En estos casos, la autoexploración testicular de manera periódica es determinante para la detección precoz. Esto ayuda a identificar cambios en el tamaño y la forma de los mismos.

Pomata insiste en que la inspección debe iniciar a temprana edad, de preferencia a partir de la adolescencia.

Lo recomendable es realizarse este procedimiento durante una ducha de agua caliente o justo después de haberla culminado, pues el escroto está más relajado en ese momento.

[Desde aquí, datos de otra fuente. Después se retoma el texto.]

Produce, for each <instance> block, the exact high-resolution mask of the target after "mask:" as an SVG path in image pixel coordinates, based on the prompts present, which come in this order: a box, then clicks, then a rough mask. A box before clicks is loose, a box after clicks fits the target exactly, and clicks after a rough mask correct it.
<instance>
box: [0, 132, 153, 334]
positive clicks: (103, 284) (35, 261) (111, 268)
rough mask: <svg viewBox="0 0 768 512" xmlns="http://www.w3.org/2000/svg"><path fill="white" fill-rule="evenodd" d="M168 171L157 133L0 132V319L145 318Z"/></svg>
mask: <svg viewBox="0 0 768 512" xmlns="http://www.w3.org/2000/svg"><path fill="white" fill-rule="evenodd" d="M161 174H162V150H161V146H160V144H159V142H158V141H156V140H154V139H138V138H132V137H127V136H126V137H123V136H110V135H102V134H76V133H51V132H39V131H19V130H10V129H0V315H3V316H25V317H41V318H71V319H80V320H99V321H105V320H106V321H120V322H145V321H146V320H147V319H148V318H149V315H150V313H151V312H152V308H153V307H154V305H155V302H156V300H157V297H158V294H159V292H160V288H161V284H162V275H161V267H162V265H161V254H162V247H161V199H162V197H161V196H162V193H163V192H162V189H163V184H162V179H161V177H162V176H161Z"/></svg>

Siendo así puede percibirse mejor los bultos de menor tamaño, que incluso pueden ser tan pequeños como un grano de arroz.

Paso a paso:

  • Primeramente, sostener suavemente la parte superior del escroto, con el pulgar en la parte superior del testículo y los demás dedos debajo. Pellizcar suavemente para que el testículo no se mueva durante el examen.
  • Con la mano libre, deslizar el pulgar y los demás dedos por ambos lados del testículo, de arriba a abajo. Palparlo para notar posibles bultos o protuberancias.
  • Posteriormente, deslizar los dedos por la parte delantera y trasera del testículo. En la parte trasera superior, se debe notar el epidídimo, un conducto que transporta el esperma. Se trata de un bulto normal y puede ser sensible al tacto.